А зима пришла на месяцы, запорошила дороженьки. Кто сопьётся – не повесится. наливай по край, до дрожи век. Помянём дружка покойного, собутыльника Зиганшина. Вот же он мужик бедовый был, на прораба с ломом хаживал.
Жил да пил, а смерть-то – вот она, комсомольская путёвочка. Без отрыва от работы, нах... унесла лиса утёночка. А теперь давай за Родину, и за дружбу настоящую. Пусть поздравит в Новом годе нас Леонид Ильич по ящику.

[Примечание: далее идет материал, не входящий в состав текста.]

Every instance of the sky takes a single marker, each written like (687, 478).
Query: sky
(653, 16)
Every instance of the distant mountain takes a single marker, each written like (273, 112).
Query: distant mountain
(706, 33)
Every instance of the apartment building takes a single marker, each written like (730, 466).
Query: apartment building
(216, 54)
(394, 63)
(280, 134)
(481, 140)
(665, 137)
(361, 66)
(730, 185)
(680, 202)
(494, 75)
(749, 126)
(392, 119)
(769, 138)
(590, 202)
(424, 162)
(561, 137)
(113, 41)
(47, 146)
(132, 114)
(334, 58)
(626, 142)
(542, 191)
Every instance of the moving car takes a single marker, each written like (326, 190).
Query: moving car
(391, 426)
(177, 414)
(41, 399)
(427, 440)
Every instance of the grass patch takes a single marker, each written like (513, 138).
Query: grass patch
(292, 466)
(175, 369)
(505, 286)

В декабре во что ни кутайся, по-любому зябнешь в холоде. Наши бабы, знаешь, дуры все. Но без них – лишь пьянки в комнате. Тут ни лучше нет, ни хуже нет. Грузди выпали из кузова. Пей, советский честный труженик. Хули тут теперь закусывать.

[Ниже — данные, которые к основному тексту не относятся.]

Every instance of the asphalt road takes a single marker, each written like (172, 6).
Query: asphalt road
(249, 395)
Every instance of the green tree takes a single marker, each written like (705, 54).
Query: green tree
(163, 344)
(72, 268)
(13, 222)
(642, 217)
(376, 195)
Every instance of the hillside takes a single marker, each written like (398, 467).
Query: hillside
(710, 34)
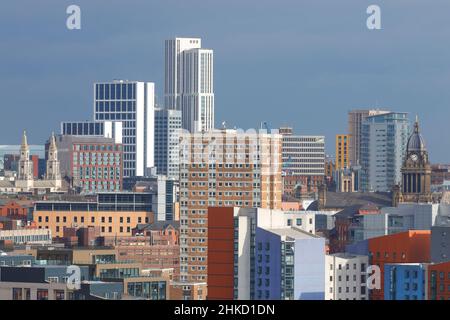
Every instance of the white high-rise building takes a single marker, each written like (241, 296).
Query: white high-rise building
(133, 104)
(189, 82)
(384, 140)
(345, 277)
(173, 86)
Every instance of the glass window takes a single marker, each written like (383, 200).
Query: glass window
(42, 294)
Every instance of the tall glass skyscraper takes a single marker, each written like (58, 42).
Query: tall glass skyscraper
(133, 104)
(189, 82)
(383, 145)
(167, 140)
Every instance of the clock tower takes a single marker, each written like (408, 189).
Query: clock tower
(416, 171)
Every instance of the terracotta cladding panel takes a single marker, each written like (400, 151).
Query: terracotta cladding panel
(218, 234)
(220, 266)
(220, 293)
(223, 257)
(220, 217)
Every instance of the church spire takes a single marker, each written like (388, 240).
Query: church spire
(416, 125)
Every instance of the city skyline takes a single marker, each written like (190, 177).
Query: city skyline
(307, 48)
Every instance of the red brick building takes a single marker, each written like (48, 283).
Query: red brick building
(439, 281)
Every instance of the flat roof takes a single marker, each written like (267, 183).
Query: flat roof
(292, 232)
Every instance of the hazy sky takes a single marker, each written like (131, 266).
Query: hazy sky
(298, 63)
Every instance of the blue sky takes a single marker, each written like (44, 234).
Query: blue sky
(287, 62)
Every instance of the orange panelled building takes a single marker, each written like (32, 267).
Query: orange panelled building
(221, 253)
(14, 209)
(412, 246)
(439, 281)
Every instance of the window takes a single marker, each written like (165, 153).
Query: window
(59, 295)
(17, 294)
(42, 294)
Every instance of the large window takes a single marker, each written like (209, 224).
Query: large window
(42, 294)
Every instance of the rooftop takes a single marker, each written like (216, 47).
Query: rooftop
(293, 233)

Всё в полумгле, но приказы предельно чётки (от ободряющих жестов горит щека): зубы героев идут на монашьи чётки, шкуры предателей вешаем в нужниках.
Неграмотным книжный базар двести лет не нужен, в балагане петрушки кривляются и вопят. Гоголь считает на пальцах мёртвые души, цифры не сходятся, пересчитывает опять.
Здесь не читали ни Библии, ни Корана, к храму подходят юродивые без лиц. - Шли бы вы нахер уже. - говорит охрана - Тут и без вас всё раскрали да увезли.
Дом твой – барак, сын - дурак, а дерево – липа. Плачет жена, да чего уж глаза слезить… Нежными яблочками вскормленные до хрипа, кони опричников топчут людей в грязи.
Люди молчат, слишком поздно просить пощады, если свои как чужие, и царь гневлив. Лапают девку опричники: - Эх, тоща ты!. Нечем дышать от бессилия и от чада.
Настало время прощаний – без слёз и без сожалений, на свой и чужой делений, списаний и вычитаний. Настало время охоты, сезон волков и оленей. И звери зверски невинны, и мы теперь не чета им.
Наивных и простодушных приносят в жертву гордыне. Вода дождей заполняет пустые рты и глазницы. И только страшное снится, ночь к ночи, присно и ныне. И мор скрипит жерновами непримиримых позиций
Уже не надо стесняться, и удивляться не надо. А город сыплется в небыль, разбит на кубики лего. И нет отцовских запретов, и нет ни яблок, ни сада. Волкам – понятное дело, оленям – мирное лето.
Не страшно жить, но страшно бояться. Новое время звенит струною. Уже дозволено удивляться и восхищаться своей страною. Литерный поезд эпохи катит по рельсам смуты в тупик истории. На всех героев наград не хватит. Практика жизни рождает теории. Больше вещей, хороших и разных. Больше надежд по оптовым ценам. Меньше мыслей, ненужных и праздных. На Кипр, на Мальту, в Сиену, в Вену - куда подальше: людей посмотрим, себя покажем. Видали наших? Уже видали? Пьяных?! В исподнем?!! Ох, нет, должно быть, это не наши...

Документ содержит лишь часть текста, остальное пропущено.